O amor discutido no filme, mesmo quando encontrado é de difícil percepção, personagens reclamam de um amor não vivido ou percebido, a própria variedade de sentimentos obscurecem-se na tentativa de Alex um ilusionista e ventrículo, cujo seu apelido é “Boca Fechada” busca controlar, os próprios personagens a sua volta percebem essa dinâmica em sua performance e o contestam, porem encontram-se suficientemente ligados a Alex, e dependem dele para o roubo planejado do remédio. Na medida em que Alex se afasta e não reconhece mais o amor, sua namorada Lise(Julie Delpy) parte em sua busca, no intuito de reintroduzir Alex no caminho do amor, mas Alex representa agora o artista, que vive  de ilusões, afastou-se do amor pela obra, pela criação, uma alegoria tanto de um cinema contemporâneo Hollywoodiano, fato explícito em uma das cenas do filme, em que Hoolywood aparece escrito em uma embalagem, seja representando o homem moderno, que nada mais é do que a caricatura de um ser humano, persuadido de suas caracteristicas singulares. Ser Humano e Cinema são sacrificados em um movimento mútuo.

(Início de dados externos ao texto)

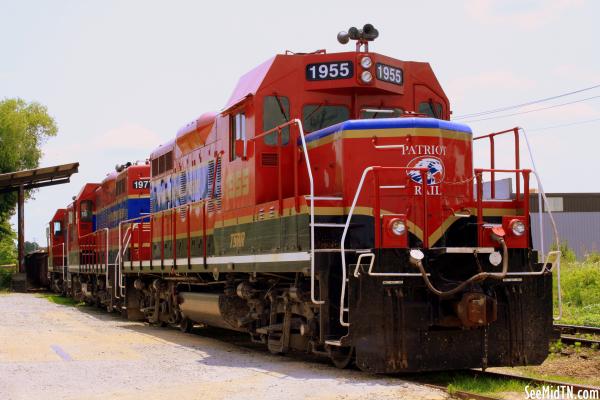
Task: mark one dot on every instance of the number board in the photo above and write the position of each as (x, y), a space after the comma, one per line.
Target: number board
(141, 184)
(329, 71)
(389, 74)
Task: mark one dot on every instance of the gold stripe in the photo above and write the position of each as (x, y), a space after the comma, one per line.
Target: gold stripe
(391, 132)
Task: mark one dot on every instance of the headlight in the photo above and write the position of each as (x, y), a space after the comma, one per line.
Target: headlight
(366, 77)
(366, 62)
(398, 228)
(517, 227)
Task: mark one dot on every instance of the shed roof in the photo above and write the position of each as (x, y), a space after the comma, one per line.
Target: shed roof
(39, 177)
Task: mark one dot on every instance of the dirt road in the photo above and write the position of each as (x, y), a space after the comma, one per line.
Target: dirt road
(50, 351)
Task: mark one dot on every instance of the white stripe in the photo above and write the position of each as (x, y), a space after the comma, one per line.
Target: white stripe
(259, 258)
(249, 259)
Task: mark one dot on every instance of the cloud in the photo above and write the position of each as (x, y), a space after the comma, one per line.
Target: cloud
(127, 137)
(527, 15)
(576, 72)
(486, 81)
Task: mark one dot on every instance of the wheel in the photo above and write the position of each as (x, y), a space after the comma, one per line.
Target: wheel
(186, 325)
(342, 357)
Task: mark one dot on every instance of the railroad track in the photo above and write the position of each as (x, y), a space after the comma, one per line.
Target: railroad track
(569, 335)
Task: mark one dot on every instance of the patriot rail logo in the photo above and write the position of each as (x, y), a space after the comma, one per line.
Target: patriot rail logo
(435, 174)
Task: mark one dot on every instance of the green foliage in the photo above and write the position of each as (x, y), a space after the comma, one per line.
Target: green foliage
(592, 257)
(30, 247)
(566, 253)
(24, 127)
(580, 283)
(8, 250)
(6, 274)
(63, 301)
(467, 382)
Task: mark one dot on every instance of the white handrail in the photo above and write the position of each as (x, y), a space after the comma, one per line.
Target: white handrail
(343, 244)
(312, 213)
(552, 221)
(297, 122)
(62, 260)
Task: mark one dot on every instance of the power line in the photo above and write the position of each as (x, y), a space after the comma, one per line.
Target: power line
(565, 125)
(534, 110)
(507, 108)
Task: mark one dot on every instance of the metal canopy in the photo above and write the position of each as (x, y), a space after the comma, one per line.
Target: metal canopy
(39, 177)
(30, 179)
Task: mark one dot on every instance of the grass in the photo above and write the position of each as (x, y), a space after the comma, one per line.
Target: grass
(63, 301)
(580, 283)
(6, 273)
(467, 382)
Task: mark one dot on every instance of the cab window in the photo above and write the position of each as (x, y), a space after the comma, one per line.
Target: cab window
(85, 211)
(317, 116)
(276, 111)
(376, 113)
(237, 131)
(433, 110)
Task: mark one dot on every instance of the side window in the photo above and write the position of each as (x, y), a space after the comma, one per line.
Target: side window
(57, 228)
(318, 116)
(85, 211)
(375, 113)
(433, 110)
(237, 131)
(276, 111)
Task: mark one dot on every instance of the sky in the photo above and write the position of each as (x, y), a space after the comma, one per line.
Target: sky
(120, 77)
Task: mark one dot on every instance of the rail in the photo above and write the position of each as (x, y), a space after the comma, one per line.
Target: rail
(279, 130)
(479, 179)
(377, 221)
(491, 137)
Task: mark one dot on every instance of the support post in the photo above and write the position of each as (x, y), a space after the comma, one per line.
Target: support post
(21, 229)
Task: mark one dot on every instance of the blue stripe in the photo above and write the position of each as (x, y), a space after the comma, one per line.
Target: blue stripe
(389, 123)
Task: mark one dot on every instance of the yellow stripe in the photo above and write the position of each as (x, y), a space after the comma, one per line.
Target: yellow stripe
(389, 133)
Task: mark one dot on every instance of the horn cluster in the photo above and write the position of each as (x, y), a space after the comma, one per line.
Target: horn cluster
(367, 34)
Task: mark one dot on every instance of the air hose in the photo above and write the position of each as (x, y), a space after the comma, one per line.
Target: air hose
(475, 278)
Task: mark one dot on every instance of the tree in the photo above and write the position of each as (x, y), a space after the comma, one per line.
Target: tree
(30, 247)
(24, 127)
(8, 251)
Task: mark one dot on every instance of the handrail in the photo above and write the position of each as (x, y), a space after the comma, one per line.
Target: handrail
(491, 137)
(478, 175)
(376, 218)
(541, 195)
(279, 128)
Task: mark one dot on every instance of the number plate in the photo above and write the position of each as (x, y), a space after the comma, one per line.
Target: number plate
(329, 71)
(389, 74)
(141, 184)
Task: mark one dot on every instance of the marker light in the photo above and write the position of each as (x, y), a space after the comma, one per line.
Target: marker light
(517, 227)
(398, 227)
(366, 77)
(366, 62)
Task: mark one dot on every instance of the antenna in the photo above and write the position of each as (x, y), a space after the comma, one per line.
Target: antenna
(362, 36)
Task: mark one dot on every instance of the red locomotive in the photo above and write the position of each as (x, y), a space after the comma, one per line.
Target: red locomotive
(330, 207)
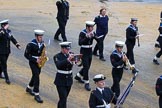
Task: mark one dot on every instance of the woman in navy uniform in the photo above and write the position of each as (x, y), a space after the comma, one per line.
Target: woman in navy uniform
(102, 96)
(5, 38)
(160, 42)
(86, 37)
(101, 22)
(118, 60)
(32, 53)
(159, 90)
(131, 36)
(62, 17)
(64, 77)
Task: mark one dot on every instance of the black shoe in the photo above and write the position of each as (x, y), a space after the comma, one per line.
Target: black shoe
(156, 62)
(8, 82)
(64, 40)
(79, 79)
(38, 99)
(87, 87)
(157, 46)
(28, 90)
(95, 54)
(57, 39)
(102, 59)
(135, 71)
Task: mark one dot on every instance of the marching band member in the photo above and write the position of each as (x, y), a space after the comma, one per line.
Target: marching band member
(62, 17)
(101, 22)
(5, 38)
(159, 90)
(117, 60)
(32, 53)
(160, 42)
(102, 96)
(86, 37)
(157, 45)
(64, 77)
(131, 36)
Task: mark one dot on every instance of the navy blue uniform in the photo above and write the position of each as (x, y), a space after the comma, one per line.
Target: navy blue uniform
(64, 78)
(5, 38)
(160, 42)
(131, 33)
(101, 31)
(32, 52)
(117, 71)
(97, 98)
(86, 50)
(62, 17)
(159, 88)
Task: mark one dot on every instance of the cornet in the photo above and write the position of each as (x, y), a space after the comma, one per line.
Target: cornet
(128, 63)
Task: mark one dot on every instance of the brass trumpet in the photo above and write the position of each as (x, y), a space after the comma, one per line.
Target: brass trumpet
(128, 62)
(76, 58)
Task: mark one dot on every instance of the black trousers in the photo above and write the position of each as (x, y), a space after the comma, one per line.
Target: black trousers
(130, 53)
(86, 61)
(61, 29)
(160, 52)
(117, 74)
(3, 64)
(34, 82)
(63, 92)
(99, 46)
(160, 101)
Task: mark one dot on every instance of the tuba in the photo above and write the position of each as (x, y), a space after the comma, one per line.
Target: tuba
(43, 57)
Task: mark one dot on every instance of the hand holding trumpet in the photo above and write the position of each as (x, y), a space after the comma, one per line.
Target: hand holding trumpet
(125, 59)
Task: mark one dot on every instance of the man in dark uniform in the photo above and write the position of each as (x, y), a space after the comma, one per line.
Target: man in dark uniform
(131, 36)
(86, 37)
(101, 22)
(118, 60)
(32, 53)
(64, 77)
(102, 96)
(5, 38)
(160, 42)
(159, 90)
(62, 17)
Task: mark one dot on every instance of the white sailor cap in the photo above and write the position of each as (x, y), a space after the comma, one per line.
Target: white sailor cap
(39, 32)
(119, 43)
(65, 45)
(134, 19)
(4, 21)
(99, 77)
(90, 23)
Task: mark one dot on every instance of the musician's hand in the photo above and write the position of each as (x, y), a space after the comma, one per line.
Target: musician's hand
(90, 34)
(71, 57)
(38, 60)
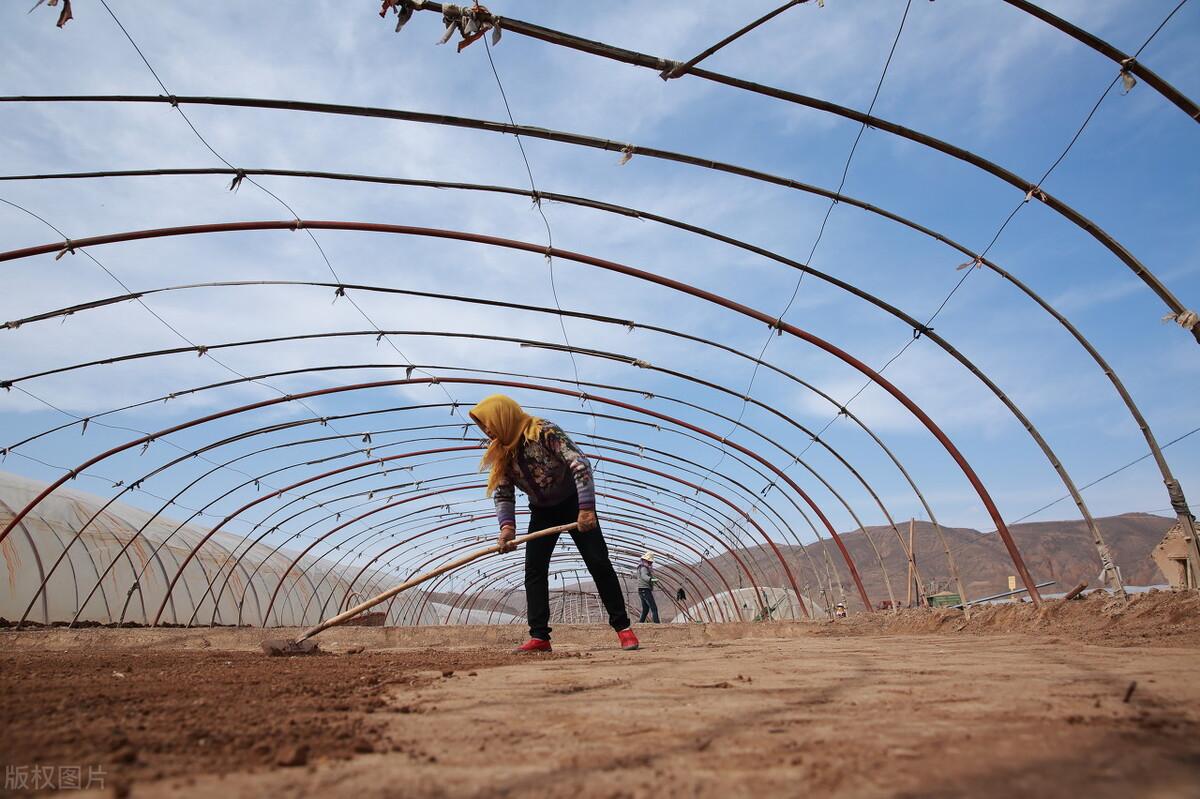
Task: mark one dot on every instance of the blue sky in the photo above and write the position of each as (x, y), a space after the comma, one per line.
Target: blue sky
(979, 74)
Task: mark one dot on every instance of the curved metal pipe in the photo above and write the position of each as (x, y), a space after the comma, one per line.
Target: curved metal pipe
(778, 324)
(1059, 206)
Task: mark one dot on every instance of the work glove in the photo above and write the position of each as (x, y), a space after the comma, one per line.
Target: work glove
(505, 540)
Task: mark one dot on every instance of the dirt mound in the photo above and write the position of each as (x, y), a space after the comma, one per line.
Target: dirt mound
(1157, 618)
(153, 714)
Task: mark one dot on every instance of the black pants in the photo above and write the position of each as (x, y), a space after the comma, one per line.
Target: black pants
(595, 556)
(649, 607)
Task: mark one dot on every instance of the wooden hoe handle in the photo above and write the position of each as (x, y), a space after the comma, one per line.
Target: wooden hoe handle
(430, 575)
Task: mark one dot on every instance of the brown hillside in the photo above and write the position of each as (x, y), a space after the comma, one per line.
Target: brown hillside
(1060, 551)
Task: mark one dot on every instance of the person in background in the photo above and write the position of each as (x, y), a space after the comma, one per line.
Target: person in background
(539, 458)
(646, 581)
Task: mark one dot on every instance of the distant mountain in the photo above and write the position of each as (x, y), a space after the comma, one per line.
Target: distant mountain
(1060, 551)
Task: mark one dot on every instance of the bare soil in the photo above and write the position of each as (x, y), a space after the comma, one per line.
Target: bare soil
(850, 708)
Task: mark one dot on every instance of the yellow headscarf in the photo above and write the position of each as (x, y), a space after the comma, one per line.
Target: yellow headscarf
(510, 425)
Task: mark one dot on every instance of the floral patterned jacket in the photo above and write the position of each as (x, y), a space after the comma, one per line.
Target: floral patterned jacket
(549, 470)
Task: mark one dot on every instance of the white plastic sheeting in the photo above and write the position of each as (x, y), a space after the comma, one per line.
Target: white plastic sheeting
(148, 552)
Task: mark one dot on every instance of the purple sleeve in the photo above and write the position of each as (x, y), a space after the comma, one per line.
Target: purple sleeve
(505, 504)
(579, 464)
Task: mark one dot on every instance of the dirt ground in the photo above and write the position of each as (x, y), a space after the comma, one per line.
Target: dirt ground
(721, 710)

Alex exitoso no roubo do remédio, parte em fuga com Lise, porém é perseguido por ambas as organizações, sendo alvejado pelo grupo da “Mulher Americana.” Definhando-se no caminho de sua fuga final, ensanguentado no carro ao lado de Anne, morrendo aos poucos em meio a uma música romântica cantada por Anne e Marc, Alex em sua agonia desfere a frase chave para entendermos a intenção de Carax em explorar a nostalgia pelo cinema, seu elo perdido: ” Eu vivi minha vida como um rascunho sem direção.”